After seeing several 3D cakes I decided my son needed one for his Star Wars themed birthday party.
First, I baked 6 nine-inch rounds and after cooling I compressed each by covering with wax paper and pushing down to make the cake firmer or more dense and to flatten the normal crowning that comes from the natural rising during the baking process.
Next I stacked the rounds with a layer of frosting between each cake layer. At this point I froze the whole thing for 4 hours to firm it up even more before carving to make shaping/sculpting easier and to add definition to the shape by reducing crumbling while sculpting.
I then began to sculpt the cake by first shaping the dome top and trimming the sides to be uniform. I made sure to cut around raised features such as the visor and side towers. I trimmed out the cheek recesses and carved a separate piece of cake for the vertical blade on the top of the helmet.
I attached the blade with frosting and a few toothpicks to hold it temporarily until I could crumb coat it and refreeze. I then crumb coated the whole cake with white frosting and placed it in the freezer to harden and firm up the crumb coat before frosting and decorating.
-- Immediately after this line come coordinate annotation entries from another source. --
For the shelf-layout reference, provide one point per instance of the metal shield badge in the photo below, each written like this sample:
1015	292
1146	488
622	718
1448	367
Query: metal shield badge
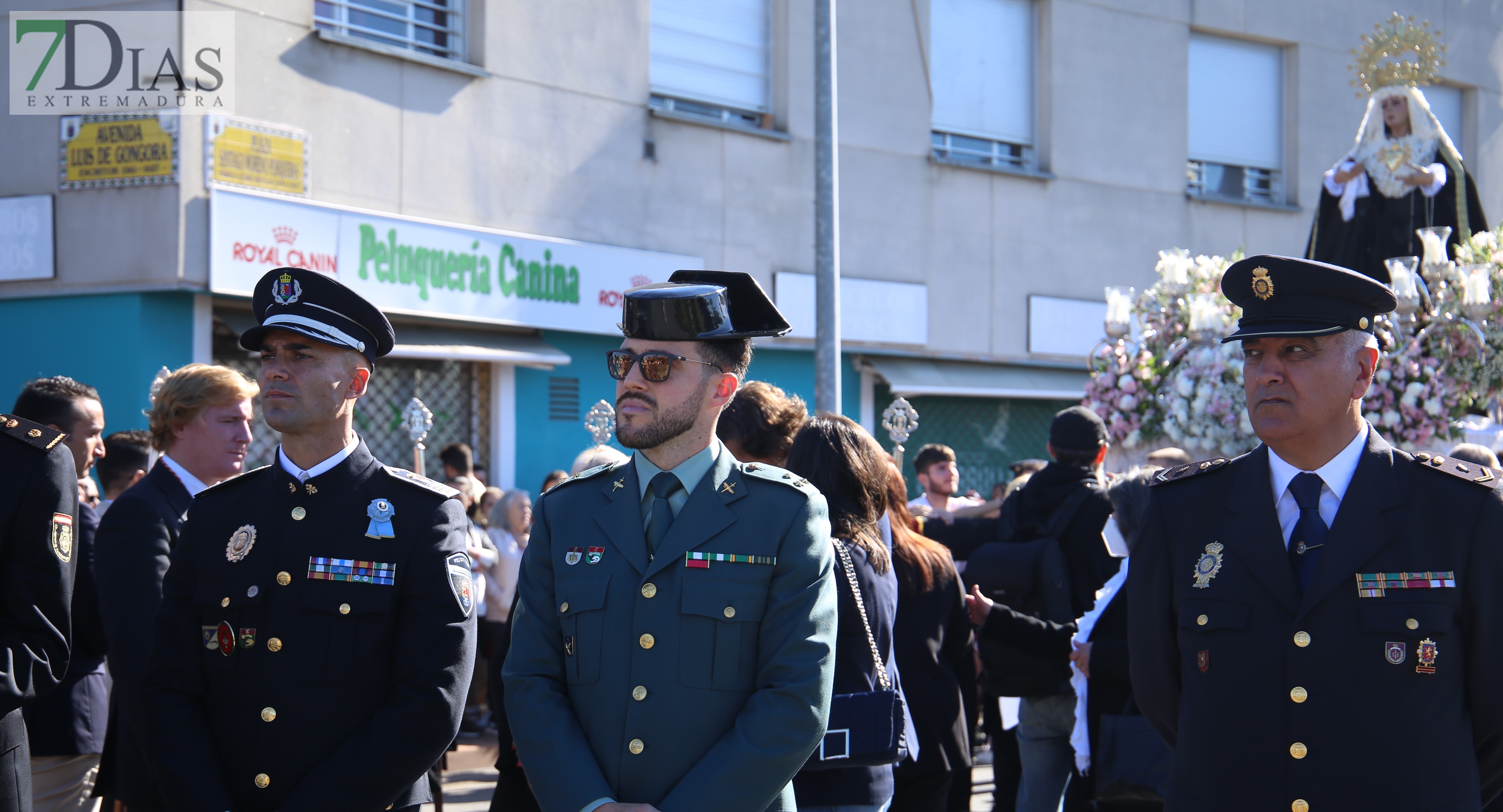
462	581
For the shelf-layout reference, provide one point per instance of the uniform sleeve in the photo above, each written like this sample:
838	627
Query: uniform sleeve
432	665
37	586
543	726
1152	629
785	718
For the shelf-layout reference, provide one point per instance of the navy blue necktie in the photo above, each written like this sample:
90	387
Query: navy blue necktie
1310	533
662	485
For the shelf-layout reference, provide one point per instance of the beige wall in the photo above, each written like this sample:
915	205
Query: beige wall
552	145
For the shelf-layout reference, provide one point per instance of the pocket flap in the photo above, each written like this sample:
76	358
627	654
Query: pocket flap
731	601
581	593
1220	615
1394	619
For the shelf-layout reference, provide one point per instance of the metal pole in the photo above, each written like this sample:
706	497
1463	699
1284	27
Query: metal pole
827	214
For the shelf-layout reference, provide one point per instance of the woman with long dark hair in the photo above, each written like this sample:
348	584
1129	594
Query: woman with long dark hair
850	469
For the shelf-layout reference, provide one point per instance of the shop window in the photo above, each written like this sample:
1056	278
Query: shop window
432	28
1236	82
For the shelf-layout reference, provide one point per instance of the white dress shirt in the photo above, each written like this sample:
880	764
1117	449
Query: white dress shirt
328	464
1335	478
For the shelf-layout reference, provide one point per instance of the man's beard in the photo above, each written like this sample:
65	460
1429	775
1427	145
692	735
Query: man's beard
666	425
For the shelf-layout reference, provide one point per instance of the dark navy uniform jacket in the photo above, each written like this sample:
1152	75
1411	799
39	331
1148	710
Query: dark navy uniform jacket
288	681
650	681
1272	699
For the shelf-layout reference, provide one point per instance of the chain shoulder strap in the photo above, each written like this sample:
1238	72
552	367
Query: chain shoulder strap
856	590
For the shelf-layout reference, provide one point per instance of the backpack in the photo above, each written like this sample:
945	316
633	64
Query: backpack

After freezing remove the toothpicks.
I removed the homemade Commander Cody cake after 4 hours and covered with a coat of white frosting and then refroze the cake for a half hour. I then smoothed the now hard frosting with a frosting knife making sure to keep it wet by constantly dipping it in a cup of water. This smoothed the frosting to a helmet like appearance.
I then refroze the cake again so that I could remove any decoration mistakes without ruining the white frosting.
I now added all decoration using gold/yellow frosting, chocolate frosting, and created the antenna by frosting a straw and sticking it into the cake.
To serve I cut the first half of the fully edible Commander Cody cake into slices and then the bottom half. It fed a lot of people.